El eco final del Órgano Wanamaker se disolvió, pero el silencio que dejó atrás no era de paz. Era un vacío vibrante, preñado con la memoria de una nota que podía borrar la existencia. Dentro de la Catedral Armónica, lo que quedaba de la unidad de Afinadores intentaba procesar lo que acababa de ocurrir, cada uno de ellos una isla de conmoción en un mar de mármol y penumbra.
Fékio Scarlatti yacía en el suelo, el pecho subiendo y bajando en espasmos, su cuerpo gritando por el agotamiento de haber tocado una nota que nació un instante.
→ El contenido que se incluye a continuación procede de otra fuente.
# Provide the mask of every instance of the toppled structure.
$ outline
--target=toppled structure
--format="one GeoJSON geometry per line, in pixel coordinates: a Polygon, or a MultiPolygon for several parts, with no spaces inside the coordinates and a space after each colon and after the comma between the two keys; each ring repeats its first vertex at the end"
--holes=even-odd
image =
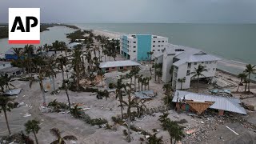
{"type": "Polygon", "coordinates": [[[155,96],[153,90],[144,90],[135,92],[135,97],[138,98],[139,99],[152,99],[153,97],[155,96]]]}
{"type": "Polygon", "coordinates": [[[224,111],[246,114],[238,98],[176,90],[172,102],[176,103],[178,110],[190,110],[198,114],[208,108],[218,110],[219,115],[223,115],[224,111]]]}

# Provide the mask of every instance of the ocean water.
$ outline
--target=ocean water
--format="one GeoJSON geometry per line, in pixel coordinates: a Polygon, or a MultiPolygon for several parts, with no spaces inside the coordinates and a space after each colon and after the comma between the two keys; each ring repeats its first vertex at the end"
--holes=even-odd
{"type": "Polygon", "coordinates": [[[124,34],[151,34],[169,42],[204,50],[223,59],[218,67],[238,74],[256,64],[256,24],[79,23],[84,29],[124,34]]]}
{"type": "MultiPolygon", "coordinates": [[[[50,27],[50,30],[43,31],[40,35],[40,45],[35,45],[36,46],[42,46],[46,43],[51,44],[55,40],[63,41],[66,43],[69,42],[69,39],[66,38],[66,34],[74,31],[74,29],[70,29],[66,26],[54,26],[50,27]]],[[[0,54],[5,54],[11,47],[24,47],[24,45],[10,45],[8,43],[8,38],[0,38],[0,54]]]]}
{"type": "Polygon", "coordinates": [[[174,45],[198,48],[226,59],[256,64],[256,24],[75,24],[125,34],[152,34],[174,45]]]}
{"type": "MultiPolygon", "coordinates": [[[[246,63],[256,64],[256,24],[157,24],[157,23],[77,23],[83,29],[98,29],[125,34],[151,34],[166,36],[174,45],[198,48],[223,60],[218,68],[241,73],[246,63]]],[[[66,34],[74,30],[65,26],[41,33],[41,45],[55,40],[68,42],[66,34]]],[[[0,39],[0,53],[10,47],[8,39],[0,39]]]]}

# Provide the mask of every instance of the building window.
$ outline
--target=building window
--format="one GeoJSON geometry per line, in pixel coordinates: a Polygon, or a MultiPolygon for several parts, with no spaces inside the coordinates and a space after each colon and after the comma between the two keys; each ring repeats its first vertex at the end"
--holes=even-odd
{"type": "Polygon", "coordinates": [[[190,70],[186,70],[186,76],[189,76],[190,74],[190,70]]]}
{"type": "Polygon", "coordinates": [[[191,63],[190,62],[190,63],[188,63],[188,65],[187,65],[187,68],[188,69],[190,69],[191,68],[191,63]]]}

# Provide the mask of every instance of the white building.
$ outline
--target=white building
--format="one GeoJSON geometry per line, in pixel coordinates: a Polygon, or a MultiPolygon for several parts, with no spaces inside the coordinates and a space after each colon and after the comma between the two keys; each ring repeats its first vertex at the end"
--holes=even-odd
{"type": "Polygon", "coordinates": [[[190,87],[191,73],[199,65],[206,66],[207,71],[202,72],[205,76],[200,78],[213,78],[215,75],[217,62],[220,58],[208,54],[200,50],[182,46],[174,46],[168,44],[163,50],[162,54],[155,54],[156,62],[162,62],[162,81],[164,82],[171,82],[174,89],[181,89],[181,82],[178,79],[184,78],[182,82],[182,89],[189,89],[190,87]],[[172,75],[170,72],[172,70],[172,75]]]}
{"type": "Polygon", "coordinates": [[[22,74],[22,69],[18,67],[13,67],[10,62],[0,61],[0,74],[6,74],[8,76],[19,76],[22,74]]]}
{"type": "Polygon", "coordinates": [[[120,54],[127,59],[146,61],[148,52],[161,54],[168,44],[168,38],[151,34],[122,35],[120,41],[120,54]]]}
La adrenalina se retiraba como una marea, dejando en su lugar un dolor profundo y óseo. A su lado, Liesel temblaba sin control. Aún no soltaba su brazo. Su agarre era lo único que parecía anclarla a la realidad.
«Liesel... ¿estás bien?», preguntó Fékio, su voz apenas un susurro rasposo.
Ella no respondió. Solo negó con la cabeza, sus ojos de avellana fijos en la nada, reviviendo el instante en que su ser comenzó a ser deshecho. Sus pensamientos ya no se escapaban como antes; ahora estaban atrapados, en un bucle silencioso de terror.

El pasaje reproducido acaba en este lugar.